Allá en el horizonte, a través de la vejez de lo eterno, tiendo mi mano a los silenciosos corredores del ayer y en la soledad de la memoria, un tanto imprecisa, regreso a las celebraciones familiares del día de San José. Mis dos abuelos llevaron ese nombre. Pero fue uno de ellos, el padre de mi padre, el que tenía oratorio, aunque el verdadero nombre era “La habitación del Santo”. En una hornacina escavada en la pared, de tamaño casi natural, la imagen de San José con el niño Jesús cogido de su mano nos miraba desde el centro de la habitación mejor de la casa. Allí se recibían a las mejores visitas y siempre aquella estancia estaba impecable. El santo nos miraba con bondad y el niño cogido de su mano era bello y dulce.
El abuelo José rezaba delante de él arrodillado en silencio sin premura y el tiempo se detenía en silencio como si la tierra no girara sobre su eje. Por la tarde la casa se llenaba de gente que llegaban a felicitar al abuelo y para todos había dulces y licores, refrescos y acogida sin dejar de sonreír el abuelo al dar la bienvenida a unos y despedir a otros. El abuelo se fue muy pronto, un día de vendimia y nunca más se invitó a nadie el día de San Jose. La abuela Chon continuo a diario rezando en la Habitación del Santo encendiendo los altos candelabros con sus velas en las primeras horas de la tarde. Después, a diario se iba a misa. El día de San José, a media mañana, íbamos las dos al cementerio a rezar delante del retrato del abuelo. Nos volvíamos pausadamente mientras ella se limpiaba los ojos y recordábamos al abuelo al que sentíamos a nuestro lado.

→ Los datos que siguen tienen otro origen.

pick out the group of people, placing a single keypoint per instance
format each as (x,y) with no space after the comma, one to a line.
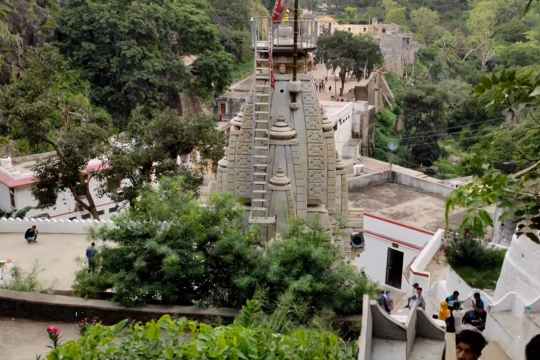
(475,317)
(30,235)
(322,85)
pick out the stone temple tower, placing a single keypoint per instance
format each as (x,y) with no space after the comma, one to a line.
(281,158)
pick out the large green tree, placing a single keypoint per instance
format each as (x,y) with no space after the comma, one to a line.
(424,114)
(134,52)
(169,248)
(349,54)
(48,106)
(150,147)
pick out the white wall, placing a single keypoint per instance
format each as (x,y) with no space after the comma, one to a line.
(381,234)
(65,203)
(521,270)
(49,226)
(5,202)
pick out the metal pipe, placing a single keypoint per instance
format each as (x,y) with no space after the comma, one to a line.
(295,41)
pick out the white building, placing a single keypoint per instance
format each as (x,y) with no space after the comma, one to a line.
(17,179)
(390,249)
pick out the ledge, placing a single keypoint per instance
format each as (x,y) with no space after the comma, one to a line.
(67,308)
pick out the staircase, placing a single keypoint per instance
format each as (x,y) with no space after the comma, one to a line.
(261,132)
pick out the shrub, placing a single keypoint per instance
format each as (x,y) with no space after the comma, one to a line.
(466,251)
(170,249)
(183,339)
(21,281)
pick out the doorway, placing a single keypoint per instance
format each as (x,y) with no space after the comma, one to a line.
(394,268)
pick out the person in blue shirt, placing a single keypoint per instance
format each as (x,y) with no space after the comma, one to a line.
(91,253)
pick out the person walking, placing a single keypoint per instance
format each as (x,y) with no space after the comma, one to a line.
(91,253)
(31,234)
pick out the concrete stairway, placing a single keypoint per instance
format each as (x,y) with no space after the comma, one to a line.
(261,133)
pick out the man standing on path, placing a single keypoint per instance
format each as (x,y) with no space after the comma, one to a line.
(91,253)
(31,234)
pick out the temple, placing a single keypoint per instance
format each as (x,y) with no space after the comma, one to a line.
(281,158)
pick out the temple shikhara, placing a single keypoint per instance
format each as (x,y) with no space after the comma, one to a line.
(281,158)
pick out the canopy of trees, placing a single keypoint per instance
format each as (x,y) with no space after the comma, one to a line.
(171,249)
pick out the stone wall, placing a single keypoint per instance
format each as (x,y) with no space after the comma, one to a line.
(50,226)
(65,308)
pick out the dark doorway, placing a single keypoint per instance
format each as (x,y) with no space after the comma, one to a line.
(394,267)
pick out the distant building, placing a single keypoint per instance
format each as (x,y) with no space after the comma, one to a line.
(17,179)
(397,47)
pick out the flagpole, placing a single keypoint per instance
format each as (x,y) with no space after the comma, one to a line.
(295,41)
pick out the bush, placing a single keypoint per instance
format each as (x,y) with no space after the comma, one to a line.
(172,250)
(183,339)
(91,284)
(21,281)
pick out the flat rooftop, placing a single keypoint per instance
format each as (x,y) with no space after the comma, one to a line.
(401,203)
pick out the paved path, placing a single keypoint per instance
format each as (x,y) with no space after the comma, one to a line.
(58,256)
(22,339)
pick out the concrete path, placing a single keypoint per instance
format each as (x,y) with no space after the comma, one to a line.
(58,256)
(22,339)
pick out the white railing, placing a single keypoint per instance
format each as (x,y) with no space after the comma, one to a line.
(50,226)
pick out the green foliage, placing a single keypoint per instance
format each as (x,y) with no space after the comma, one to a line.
(171,249)
(48,106)
(182,339)
(150,146)
(132,51)
(17,213)
(479,265)
(91,284)
(22,281)
(424,113)
(352,55)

Unos años después la abuela se marchó y junto a la fotografía del abuelo pusimos la suya en el silencio del cementerio donde también había con ellos una imagen del santo. La vida fue haciendo cambios, mi padre se convirtió en abuelo y el día de San José, sin olvidar la oración familiar muchos años lo celebramos en Valencia asistiendo al rito ancestral del fuego.
El Día del Padre era un día muy importante en mi familia: papá recibía regalos año tras año a pesar de sus protestas y de decirnos que tenía de todo. Cuando mi padre se marchó quedaron, perfumes, corbatas, bufandas y libros recibidos en ese día guardados sin gastar ni estrenar. Mamá lo siguió a los trece meses y desde entonces ese día no fue igual. El Santo sigue en su habitación más solo porque se han marchado muchos de nosotros. En éste día no me siento desamparada espero seguir sus pasaos cuando Dios así lo quiera. Mientras mi vejez avanza yo guardo el legado que ellos me dejaron, su fe y su esperanza en la infinita misericordia de Dios, con los pies en el suelo respetando a los vivos y rezando por todos.
Cuando el amanecer rompe las negruras de la noche de cada diecinueve de marzo salgo a recibir el adiós de la ultima estrella, la del alba; Venus. Y entonces en la brisa escucho sus voces amadas sin palabras, pero conmigo, leves como el tornasol escarlata del cielo que se va difuminando allá lejos... En esa lumbre celeste crezco y me elevo por encima de mi cuerpo. En silencio rezo el Padrenuestro que ellos me enseñaron y legaron, al Patriarca San José, protector de la familia, la mía, y todas la que forman la sociedad habitada en la tierra.
Hay muchos caminos que recorrer, misterios sin desvelar, mundos ignorados y guerras inútiles que atraviesan la paz de los pueblos dejando terror y heridas difíciles de cerrar junto a la ambición desmedida del poder y del dinero. El tiempo se nos escapa como agua en las manos: se nos diluye como los amaneceres y si nos falta fe y esperanza no tenemos nada.
La vida de cada persona es sagrada y por eso nadie debería manipularla ni atacarla. Nos falta amor fraternal y nos sobran huracanes de maldad. Allá en el horizonte mi plegaria vuela, algo torpe quizá, y en esa levedad desnuda de soberbia intento dejarle a los míos un legado de amor por encima del tiempo similar a la Habitación del Santo donde tanto aprendí.